Se la penitenza ha una struttura sacramentale, c’è anche un momento della celebrazione sacramentale della penitenza. Il sacramento della penitenza, rende attuale il mistero del Cristo paziente, di Cristo crocifisso, di Cristo morente, perché possa caricarsi dei nostri peccati personali e liberarci dal peccato, non solo nel senso di liberarci dai peccati ma nel senso di mettersi al nostro fianco, come Cireneo per portare la nostra croce, perché non cadiamo sotto la croce. Spero che abbiate compreso il mio pensiero.
Guardate che, c’è una crisi a proposito della confessione sacramentale, è una crisi dovuta alla pigrizia di chiudersi nel confessionale e amministrare questo sacramento. Si vanno a cercare tutte le ragioni della psicologia, della pedagogia e di non so cosa d’altro, per confessare poco, per non confessare specialmente i bambini. Io non dico che, non ci siano state delle deviazioni, degli inconvenienti nel modo con cui si amministrava la confessione però, se la vita del cristiano è una vita di penitenza, il cristiano ha bisogno di essere sostenuto da questo “segno” istituito da nostro Signore Gesù Cristo per farci partecipare, sul prolungamento dell’azione del Battesimo e della Cresima, al mistero della sua passione.
Poi c’è un problema che ci riguarda personalmente: di peccati grossi non ce ne sono. I peccati veniali li sappiamo a memoria e li ripetiamo e diciamo: mio Dio mi pento e mi dolgo con tutto il cuore. Di che cosa ti penti? Siamo pentiti di non amare Dio? Siamo pentiti di non amare il prossimo? Lascia stare anche se hai mormorato contro il Vescovo; non accusartene neppure, perché mormorerai ancora. Non sottovalutare qualche piccolo atto di ingiustizia ma, attenti ai soldi!

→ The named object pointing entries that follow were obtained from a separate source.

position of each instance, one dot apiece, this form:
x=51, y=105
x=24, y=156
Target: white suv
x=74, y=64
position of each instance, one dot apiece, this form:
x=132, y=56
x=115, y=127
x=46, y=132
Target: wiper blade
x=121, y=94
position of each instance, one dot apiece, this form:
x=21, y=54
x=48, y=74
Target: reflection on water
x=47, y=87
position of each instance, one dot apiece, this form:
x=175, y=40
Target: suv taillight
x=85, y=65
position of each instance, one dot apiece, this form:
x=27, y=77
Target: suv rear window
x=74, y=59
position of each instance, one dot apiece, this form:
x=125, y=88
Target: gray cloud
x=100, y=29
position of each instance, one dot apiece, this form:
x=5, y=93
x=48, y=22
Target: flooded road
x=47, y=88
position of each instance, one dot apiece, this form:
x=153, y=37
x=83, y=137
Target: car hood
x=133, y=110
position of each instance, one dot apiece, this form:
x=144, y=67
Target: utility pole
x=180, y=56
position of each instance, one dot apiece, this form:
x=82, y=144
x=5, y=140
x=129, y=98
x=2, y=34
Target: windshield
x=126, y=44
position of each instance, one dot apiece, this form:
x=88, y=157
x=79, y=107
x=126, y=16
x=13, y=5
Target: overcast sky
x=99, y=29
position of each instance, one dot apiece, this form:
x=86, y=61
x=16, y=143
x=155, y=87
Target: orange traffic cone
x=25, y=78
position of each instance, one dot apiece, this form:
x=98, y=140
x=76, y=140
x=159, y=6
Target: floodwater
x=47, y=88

Pentiti di non avere amato Dio e i tuoi fratelli come avresti dovuto! C’è uno spazio per pentirci di questo? Che posto ha Dio nella nostra vita? Quanto tempo gli abbiamo dedicato a Dio? Come siamo stati preoccupati di Lui? Come siamo stati preoccupati dei suoi interessi? Come partecipiamo alla vita dei nostri fratelli? In che misura ci teniamo disponibili ai nostri fratelli?
Ecco dove c’è materia, – materia per modo di dire -, per “conficere sacramentum”, perché il sacramento sia davvero la presenza di Cristo, operante in noi per renderci conformi alla sua Passione e morte!